We’ve lived so long under the spell of hierarchy—from god-kings to feudal lords to party bosses—that only recently have we awakened to see not only that “regular” citizens have the capacity for self-governance, but that without their engagement our huge global crises cannot be addressed. The changes needed for human society simply to survive, let alone thrive, are so profound that the only way we will move toward them is if we ourselves, regular citizens, feel meaningful ownership of solutions through direct engagement. Our problems are too big, interrelated, and pervasive to yield to directives from on high.
—Frances Moore Lappé, excerpt from Time for Progressives to Grow Up

Monday, April 1, 2013

No hierarchy, equal access

Click here to access article by Sylvia Kay from The Broker

Whenever I read or hear certain words, I mentally run the other way. I'm referring to words or phrases such as "public private partnership", "reform", and "re-structuring". They all seem like such neutral, even benign sounding words. The ruling One Percent excels at creating such words as one tool in their vast arsenal of indoctrination techniques designed to obtain public consent for policies that usually work against the public's interests and for the private interests of the ruling One Percent.
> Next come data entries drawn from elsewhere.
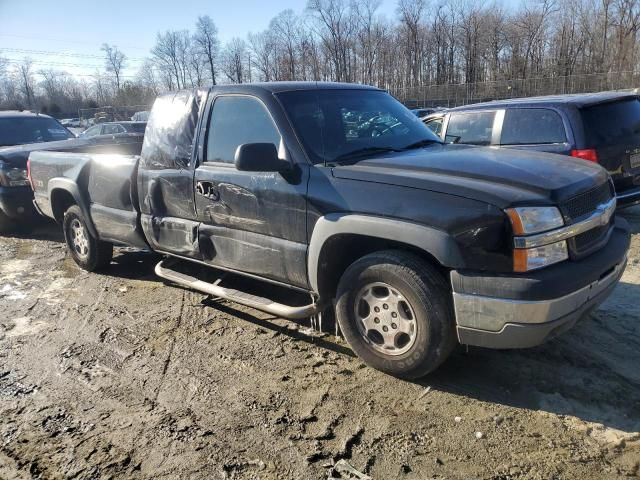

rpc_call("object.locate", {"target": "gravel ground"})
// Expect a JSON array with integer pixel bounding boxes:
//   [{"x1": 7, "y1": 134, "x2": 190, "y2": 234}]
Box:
[{"x1": 0, "y1": 208, "x2": 640, "y2": 480}]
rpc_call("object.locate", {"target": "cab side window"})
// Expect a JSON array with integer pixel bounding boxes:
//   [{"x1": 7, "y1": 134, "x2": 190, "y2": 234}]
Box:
[
  {"x1": 445, "y1": 112, "x2": 496, "y2": 145},
  {"x1": 205, "y1": 96, "x2": 280, "y2": 163}
]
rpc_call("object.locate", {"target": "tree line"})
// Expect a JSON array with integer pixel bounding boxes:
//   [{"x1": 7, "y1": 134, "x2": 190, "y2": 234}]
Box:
[{"x1": 0, "y1": 0, "x2": 640, "y2": 115}]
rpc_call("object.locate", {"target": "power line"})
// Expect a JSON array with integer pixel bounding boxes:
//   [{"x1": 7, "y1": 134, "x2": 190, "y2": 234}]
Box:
[
  {"x1": 0, "y1": 33, "x2": 148, "y2": 51},
  {"x1": 0, "y1": 48, "x2": 146, "y2": 61}
]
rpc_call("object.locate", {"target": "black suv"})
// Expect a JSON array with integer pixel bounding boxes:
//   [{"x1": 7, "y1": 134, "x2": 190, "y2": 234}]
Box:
[
  {"x1": 0, "y1": 110, "x2": 74, "y2": 231},
  {"x1": 424, "y1": 92, "x2": 640, "y2": 207}
]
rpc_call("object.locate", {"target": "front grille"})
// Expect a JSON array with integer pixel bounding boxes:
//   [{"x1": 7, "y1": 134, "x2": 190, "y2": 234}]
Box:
[
  {"x1": 560, "y1": 182, "x2": 615, "y2": 259},
  {"x1": 560, "y1": 182, "x2": 614, "y2": 223},
  {"x1": 569, "y1": 223, "x2": 611, "y2": 256}
]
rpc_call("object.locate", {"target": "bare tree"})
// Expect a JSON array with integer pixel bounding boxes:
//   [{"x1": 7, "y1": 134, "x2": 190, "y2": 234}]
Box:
[
  {"x1": 222, "y1": 38, "x2": 248, "y2": 83},
  {"x1": 101, "y1": 43, "x2": 127, "y2": 90},
  {"x1": 16, "y1": 58, "x2": 35, "y2": 108},
  {"x1": 151, "y1": 30, "x2": 188, "y2": 90},
  {"x1": 193, "y1": 15, "x2": 220, "y2": 85}
]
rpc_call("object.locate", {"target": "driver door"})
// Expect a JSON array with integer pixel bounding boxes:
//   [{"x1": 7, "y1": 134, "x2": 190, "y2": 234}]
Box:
[{"x1": 194, "y1": 94, "x2": 307, "y2": 287}]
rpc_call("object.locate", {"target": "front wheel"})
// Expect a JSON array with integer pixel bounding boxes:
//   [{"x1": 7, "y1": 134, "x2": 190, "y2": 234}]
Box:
[
  {"x1": 336, "y1": 250, "x2": 456, "y2": 379},
  {"x1": 62, "y1": 205, "x2": 113, "y2": 272}
]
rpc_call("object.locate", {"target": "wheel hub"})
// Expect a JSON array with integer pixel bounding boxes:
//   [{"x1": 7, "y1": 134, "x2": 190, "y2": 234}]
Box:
[
  {"x1": 69, "y1": 218, "x2": 89, "y2": 259},
  {"x1": 355, "y1": 282, "x2": 416, "y2": 355}
]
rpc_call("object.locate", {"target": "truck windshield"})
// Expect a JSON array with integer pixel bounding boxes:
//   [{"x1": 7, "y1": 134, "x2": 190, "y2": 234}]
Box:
[
  {"x1": 278, "y1": 89, "x2": 442, "y2": 163},
  {"x1": 0, "y1": 116, "x2": 73, "y2": 147}
]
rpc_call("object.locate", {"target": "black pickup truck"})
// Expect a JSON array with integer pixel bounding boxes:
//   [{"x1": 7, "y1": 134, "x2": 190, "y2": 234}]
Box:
[
  {"x1": 30, "y1": 83, "x2": 630, "y2": 378},
  {"x1": 0, "y1": 129, "x2": 143, "y2": 234}
]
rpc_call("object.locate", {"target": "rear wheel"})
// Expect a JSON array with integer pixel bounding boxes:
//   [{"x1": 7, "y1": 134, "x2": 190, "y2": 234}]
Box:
[
  {"x1": 62, "y1": 205, "x2": 113, "y2": 272},
  {"x1": 0, "y1": 210, "x2": 16, "y2": 233},
  {"x1": 336, "y1": 250, "x2": 456, "y2": 379}
]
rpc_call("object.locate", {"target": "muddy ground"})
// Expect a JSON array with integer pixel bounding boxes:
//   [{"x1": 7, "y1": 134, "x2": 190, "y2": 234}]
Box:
[{"x1": 0, "y1": 208, "x2": 640, "y2": 480}]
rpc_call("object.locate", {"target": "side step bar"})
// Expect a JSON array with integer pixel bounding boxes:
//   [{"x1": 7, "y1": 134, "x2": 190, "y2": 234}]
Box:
[{"x1": 155, "y1": 259, "x2": 320, "y2": 320}]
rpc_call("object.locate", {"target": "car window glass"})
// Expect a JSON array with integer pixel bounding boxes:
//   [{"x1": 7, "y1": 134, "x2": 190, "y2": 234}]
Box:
[
  {"x1": 580, "y1": 98, "x2": 640, "y2": 147},
  {"x1": 340, "y1": 106, "x2": 409, "y2": 144},
  {"x1": 277, "y1": 89, "x2": 440, "y2": 164},
  {"x1": 445, "y1": 112, "x2": 496, "y2": 145},
  {"x1": 425, "y1": 118, "x2": 443, "y2": 135},
  {"x1": 0, "y1": 115, "x2": 71, "y2": 147},
  {"x1": 500, "y1": 108, "x2": 567, "y2": 145},
  {"x1": 84, "y1": 125, "x2": 102, "y2": 137},
  {"x1": 102, "y1": 124, "x2": 124, "y2": 135},
  {"x1": 205, "y1": 96, "x2": 280, "y2": 163}
]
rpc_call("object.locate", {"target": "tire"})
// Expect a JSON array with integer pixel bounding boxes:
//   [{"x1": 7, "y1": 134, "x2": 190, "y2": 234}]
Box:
[
  {"x1": 0, "y1": 210, "x2": 16, "y2": 233},
  {"x1": 336, "y1": 250, "x2": 457, "y2": 379},
  {"x1": 62, "y1": 205, "x2": 113, "y2": 272}
]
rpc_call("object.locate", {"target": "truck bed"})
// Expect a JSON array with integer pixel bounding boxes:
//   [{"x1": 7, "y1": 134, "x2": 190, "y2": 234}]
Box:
[{"x1": 29, "y1": 151, "x2": 146, "y2": 248}]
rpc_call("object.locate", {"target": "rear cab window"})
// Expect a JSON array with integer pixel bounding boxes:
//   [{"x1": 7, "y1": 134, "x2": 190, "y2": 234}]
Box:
[
  {"x1": 580, "y1": 98, "x2": 640, "y2": 148},
  {"x1": 444, "y1": 110, "x2": 496, "y2": 145},
  {"x1": 500, "y1": 108, "x2": 567, "y2": 145},
  {"x1": 205, "y1": 95, "x2": 280, "y2": 163}
]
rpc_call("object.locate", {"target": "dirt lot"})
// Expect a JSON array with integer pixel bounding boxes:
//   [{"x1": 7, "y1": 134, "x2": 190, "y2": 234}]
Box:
[{"x1": 0, "y1": 208, "x2": 640, "y2": 480}]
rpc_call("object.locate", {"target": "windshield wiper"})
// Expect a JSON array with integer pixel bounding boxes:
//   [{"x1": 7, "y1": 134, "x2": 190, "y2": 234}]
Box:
[
  {"x1": 332, "y1": 147, "x2": 400, "y2": 163},
  {"x1": 400, "y1": 138, "x2": 442, "y2": 150}
]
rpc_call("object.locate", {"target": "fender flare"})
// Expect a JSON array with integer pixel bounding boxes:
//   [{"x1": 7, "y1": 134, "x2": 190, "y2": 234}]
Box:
[
  {"x1": 47, "y1": 178, "x2": 100, "y2": 238},
  {"x1": 307, "y1": 213, "x2": 464, "y2": 293}
]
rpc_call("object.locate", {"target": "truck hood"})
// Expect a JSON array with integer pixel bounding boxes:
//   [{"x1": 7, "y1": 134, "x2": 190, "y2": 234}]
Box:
[{"x1": 333, "y1": 145, "x2": 608, "y2": 208}]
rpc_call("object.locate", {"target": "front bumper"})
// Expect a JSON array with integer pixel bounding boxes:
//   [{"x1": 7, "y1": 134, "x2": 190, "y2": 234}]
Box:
[
  {"x1": 616, "y1": 186, "x2": 640, "y2": 209},
  {"x1": 451, "y1": 218, "x2": 630, "y2": 348},
  {"x1": 0, "y1": 186, "x2": 36, "y2": 220}
]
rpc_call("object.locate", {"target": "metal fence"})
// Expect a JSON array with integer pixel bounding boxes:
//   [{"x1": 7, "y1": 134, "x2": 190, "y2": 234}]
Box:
[
  {"x1": 78, "y1": 105, "x2": 151, "y2": 126},
  {"x1": 391, "y1": 71, "x2": 640, "y2": 108}
]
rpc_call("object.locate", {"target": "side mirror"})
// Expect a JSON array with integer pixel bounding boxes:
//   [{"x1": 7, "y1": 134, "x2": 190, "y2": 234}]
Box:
[{"x1": 234, "y1": 143, "x2": 290, "y2": 172}]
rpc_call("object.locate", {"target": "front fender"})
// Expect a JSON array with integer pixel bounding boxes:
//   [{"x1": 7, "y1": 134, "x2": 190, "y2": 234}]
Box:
[
  {"x1": 47, "y1": 178, "x2": 99, "y2": 238},
  {"x1": 307, "y1": 213, "x2": 464, "y2": 293}
]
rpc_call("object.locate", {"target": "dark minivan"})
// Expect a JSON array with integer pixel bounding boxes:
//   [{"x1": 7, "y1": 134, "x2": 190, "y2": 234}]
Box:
[{"x1": 424, "y1": 92, "x2": 640, "y2": 207}]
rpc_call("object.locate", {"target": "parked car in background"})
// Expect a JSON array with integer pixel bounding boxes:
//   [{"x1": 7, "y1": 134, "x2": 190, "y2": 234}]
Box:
[
  {"x1": 424, "y1": 92, "x2": 640, "y2": 207},
  {"x1": 0, "y1": 110, "x2": 74, "y2": 147},
  {"x1": 29, "y1": 82, "x2": 630, "y2": 378},
  {"x1": 60, "y1": 118, "x2": 80, "y2": 128},
  {"x1": 0, "y1": 130, "x2": 144, "y2": 233},
  {"x1": 79, "y1": 122, "x2": 147, "y2": 137}
]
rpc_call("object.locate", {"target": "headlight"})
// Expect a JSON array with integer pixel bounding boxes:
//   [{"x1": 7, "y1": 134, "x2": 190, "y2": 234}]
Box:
[
  {"x1": 506, "y1": 207, "x2": 564, "y2": 235},
  {"x1": 513, "y1": 240, "x2": 569, "y2": 272},
  {"x1": 506, "y1": 207, "x2": 569, "y2": 272}
]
The author explores the details of PPP programs by examining their operations in Africa under the direction of neoliberal agents. She follows this with a description of a "different type of partnership" as a positive contrast.
...PPPs [public private partnership] are a key vehicle for the advancement of private sector interests and corporatized technology, even while evoking the language of smallholder agriculture.  Key to AGRA’s vision, for instance, is the building of ‘partnerships’ across the ‘value chain’. What this means in practice is the conversion of African smallholder farming to a form of high external input agriculture, reliant on the patented seeds and technologies of Monsanto and other transnational corporations.